Greaves Motorsport Team Principal Tim Greaves has been tackling the Le Mans 24 Hours with his team for eight years now, dating back to 2007. But even with all that experience, the twice-round-the-clock classic at La Sarthe doesn’t get any easier, especially running in the race’s most competitive class: LMP2.
DSC sat down with Tim Greaves after qualifying at this year’s race to discover how he tackles the enormous task of getting a team to Le Mans, and amongst other things; what keeps him coming back.
“The planning for Le Mans is continuous,” said Greaves. “We are here now meeting people already about next year’s Le Mans. It’s everything from cars, engines, drivers, sponsors. Lots of people are here already talking about the future.”
It’s a huge job all year round to get everything in order ahead of the big race. The tests that a team faces, start months before the season kicks off:
“The challenges started this year with the entry system. We had to put our entries for the race in to the ACO before Christmas and we got selected at the announcement in Paris late February. But in that instance we only got one car entered [the #42 Caterham Zytek] after putting two in, one for Greaves and one for Caterham,” he explains.
“That immediately affected all the dynamics of what we do, the financing of the team, the people we employed etc. A lot of people know we only have one entry, so a lot of key members of the team realised that they are contracted so went off to look for other jobs. It’s a major impact overall when you are looking to get two entries and you only get one.”
Luckily for the team, their second entry was eventually granted a spot on the Le Mans grid. But the lateness of the decision to include their second car, as you can imagine, created further complications.
“In April we ended up getting our second entry through the reserve list after some dropouts. So it was our job inside to then try and reverse that process. It was a major point during our preparation for Le Mans, and of course the big issue was finding drivers. A lot of drivers had gone on to other teams who already had entries.”

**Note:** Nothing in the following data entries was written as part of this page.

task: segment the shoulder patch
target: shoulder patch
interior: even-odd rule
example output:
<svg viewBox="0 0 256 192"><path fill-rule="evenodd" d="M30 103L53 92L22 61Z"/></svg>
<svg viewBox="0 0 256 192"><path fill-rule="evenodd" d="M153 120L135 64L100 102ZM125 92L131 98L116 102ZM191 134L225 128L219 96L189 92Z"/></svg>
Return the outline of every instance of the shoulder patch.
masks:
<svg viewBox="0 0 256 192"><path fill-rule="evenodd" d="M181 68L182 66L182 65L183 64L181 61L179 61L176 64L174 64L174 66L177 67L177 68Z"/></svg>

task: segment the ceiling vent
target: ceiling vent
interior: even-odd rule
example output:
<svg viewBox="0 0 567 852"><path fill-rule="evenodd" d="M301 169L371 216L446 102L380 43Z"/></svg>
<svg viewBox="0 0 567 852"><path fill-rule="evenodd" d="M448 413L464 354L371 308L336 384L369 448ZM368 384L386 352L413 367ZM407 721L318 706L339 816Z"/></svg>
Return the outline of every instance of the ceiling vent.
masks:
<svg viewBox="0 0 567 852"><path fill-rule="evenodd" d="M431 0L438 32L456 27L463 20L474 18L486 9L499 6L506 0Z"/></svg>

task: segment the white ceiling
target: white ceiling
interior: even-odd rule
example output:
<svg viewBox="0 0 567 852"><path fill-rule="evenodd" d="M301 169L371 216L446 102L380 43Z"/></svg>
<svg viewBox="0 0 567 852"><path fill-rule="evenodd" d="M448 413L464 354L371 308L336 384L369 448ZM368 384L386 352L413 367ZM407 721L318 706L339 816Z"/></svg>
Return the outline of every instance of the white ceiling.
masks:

In the end, their second entry, the #41 Zytek Nissan was filled with a trio of rookie Brits: Michael Munemann, Alessandro Latif (pictured below) and James Winslow. Suprisingly, one of the toughest challenges facing the team with this triad of talent was fitting Latif’s exam schedule into the week-long build up to the big race.
18-year-old Latif had to deal with both the pressure of competing at the most prestigious sportscar race in the world and finishing off his A-levels at school. This created an unusual task for both Latif and the team.
“By the time he got back here after his first exam the car had already had a crash,” said Greaves. “So that particular night, Wednesday – he didn’t get any running in the car. He needed time in the car that day too.
“We had been concerned that with all this travel that he was going to be tired, and that’s mental tiredness, not physical tiredness.”
Even at the young age of 18 however, Latif wasn’t breaking any records, as in the other Greaves car – the Caterham entered Zytek – was 16-year-old American Matt McMurray.
McMurray had a record breaking Le Mans, and became the youngest ever driver to compete in the race. He then went on to finish the 24 hours with veterans Chris Dyson and Tom Kimber-Smith sharing the car with him.
The sister-car wasn’t quite as lucky unfortunately, retiring after just 31 laps.
Unlike 2013 when Greaves came away with a podium, and 2011 when they won the LMP2 class, 2014 left the team without any silverware from the race. But Tim Greaves has been coming to Le Mans long enough to understand how challenging it is for every team in the paddock. He relishes the event, and longs to get on the top step of the podium once again:
“Just getting everyone together, making it work smoothly and getting a car to run for 24 hours faultlessly is an incredible feat,” explained Greaves.
“Being able to get a car to the finish is great, and getting on the podium, is fantastic. Back in 2011, we achieved the ultimate goal, to win it. Unfortunately once you have won it, a podium feels good, like last year, but it would always be nicer to win it again. The level of competition has increased a lot since 2010 though, with more cars and a better standard of drivers.
“Anybody that likes a challenge, whether it be walking up a mountain or cycling somewhere, or running a marathon, it’s the challenge that keeps you going.
“This,” he told DSC, “is a huge challenge.”